Validating your CSV files

To make sure your CSV files remain accurate and consistent, you should:

Moving or storing data in CSV file format

When creating data sets, you should consider whether it is likely your data set will need to be transferred to or stored in different places. Using a standardised data structure makes moving data easier and helps keep it intact.

For example, the National Archives are legally required to store a range of data sets from government departments. It is easier for users to search and process these data sets if their format is standardised.

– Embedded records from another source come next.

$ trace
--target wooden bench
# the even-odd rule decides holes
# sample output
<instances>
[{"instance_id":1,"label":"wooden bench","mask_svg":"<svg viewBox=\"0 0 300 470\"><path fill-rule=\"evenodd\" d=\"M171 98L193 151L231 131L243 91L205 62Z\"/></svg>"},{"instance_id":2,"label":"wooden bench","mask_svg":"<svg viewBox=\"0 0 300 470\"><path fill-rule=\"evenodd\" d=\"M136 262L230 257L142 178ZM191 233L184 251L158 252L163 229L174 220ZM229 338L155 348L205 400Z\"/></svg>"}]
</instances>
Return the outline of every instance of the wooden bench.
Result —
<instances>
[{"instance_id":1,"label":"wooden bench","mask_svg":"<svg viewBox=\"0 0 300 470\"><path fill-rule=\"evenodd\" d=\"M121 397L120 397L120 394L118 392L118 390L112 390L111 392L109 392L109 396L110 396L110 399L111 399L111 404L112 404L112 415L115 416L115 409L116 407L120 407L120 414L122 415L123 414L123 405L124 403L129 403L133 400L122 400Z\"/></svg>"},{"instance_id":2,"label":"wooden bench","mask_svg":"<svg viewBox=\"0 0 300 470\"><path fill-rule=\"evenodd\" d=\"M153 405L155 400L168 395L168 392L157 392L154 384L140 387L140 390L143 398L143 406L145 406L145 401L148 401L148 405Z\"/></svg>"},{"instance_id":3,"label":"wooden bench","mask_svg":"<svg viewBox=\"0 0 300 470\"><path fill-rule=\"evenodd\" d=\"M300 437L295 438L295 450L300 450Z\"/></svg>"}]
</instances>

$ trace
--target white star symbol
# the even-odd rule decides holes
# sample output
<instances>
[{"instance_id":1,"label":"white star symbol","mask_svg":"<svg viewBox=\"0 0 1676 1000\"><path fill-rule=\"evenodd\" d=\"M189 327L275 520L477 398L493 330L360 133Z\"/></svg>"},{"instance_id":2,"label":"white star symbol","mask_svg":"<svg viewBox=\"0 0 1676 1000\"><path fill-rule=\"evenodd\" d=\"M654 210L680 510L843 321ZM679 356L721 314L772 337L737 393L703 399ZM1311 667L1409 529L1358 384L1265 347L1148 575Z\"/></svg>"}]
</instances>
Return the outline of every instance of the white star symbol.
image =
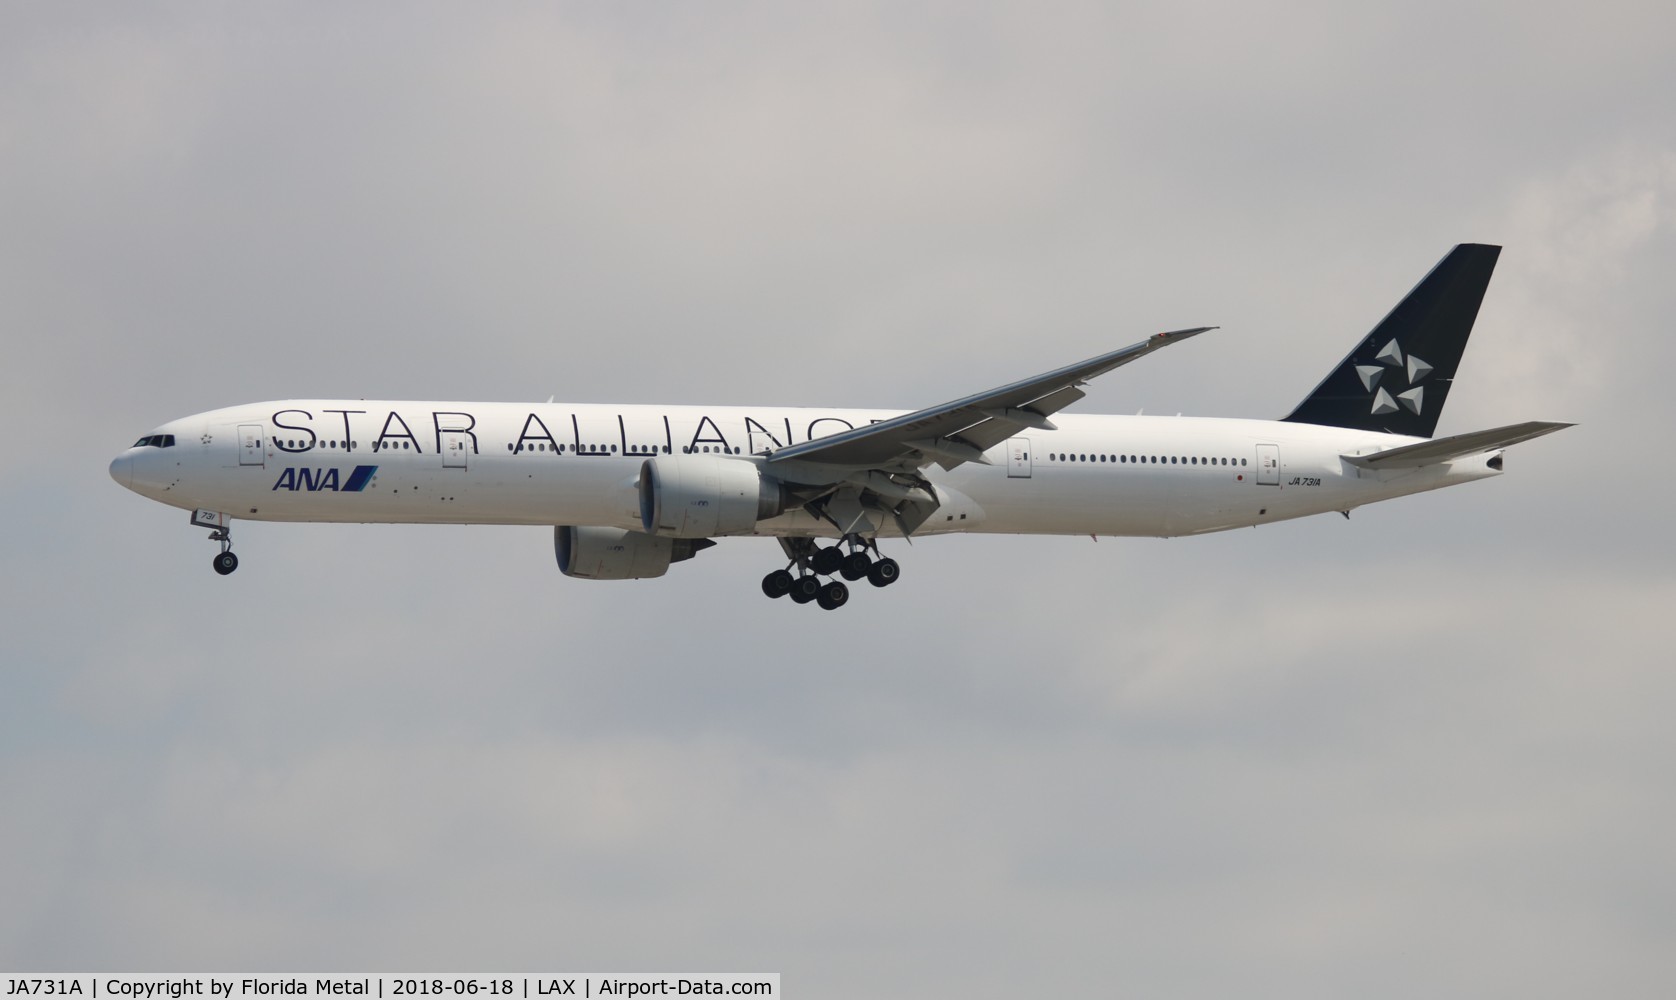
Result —
<instances>
[{"instance_id":1,"label":"white star symbol","mask_svg":"<svg viewBox=\"0 0 1676 1000\"><path fill-rule=\"evenodd\" d=\"M1431 374L1432 366L1412 354L1405 361L1402 347L1395 338L1380 348L1373 359L1379 364L1356 366L1356 374L1362 379L1362 387L1373 393L1373 409L1370 412L1375 415L1395 413L1400 403L1404 409L1419 416L1420 408L1425 402L1426 389L1418 383ZM1387 368L1406 370L1408 374L1409 388L1397 393L1395 397L1379 384L1380 376L1385 374Z\"/></svg>"}]
</instances>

Working with multiple database tables

You should not compress multiple database tables into one CSV file. Instead, you could use a format such as CSV on the Web to express the relationships between several separate CSV files, or use a more appropriate file format.

There may be instances where two tables hold very similar data, such as first name and last name. In cases like this, it might make sense to merge them into one CSV.

DavidUnderdown commented 4 years ago

An anti-recommendation for using Excel with CSV. It is still extremely hard to persuade it to read and write UTF-8 properly, it will tend to default to Windows-1252. With the default open action you have no control over the cell formatting that is applied, dates will be silently changed to Excel dates in whatever your default format is (though ironically Excel does not recognise ISO8601 formatted dates as dates). This has been fairly widely publicised as geneticists realised that this was happening to gene symbols, causing problems analysis. They opted to change gene symbols to things that Excel wouldn't think are dates earlier this year https://www.theregister.com/2020/08/06/excel_gene_names/. I've also come across it changing a surname, True, into Boolean TRUE. It makes these changes silently.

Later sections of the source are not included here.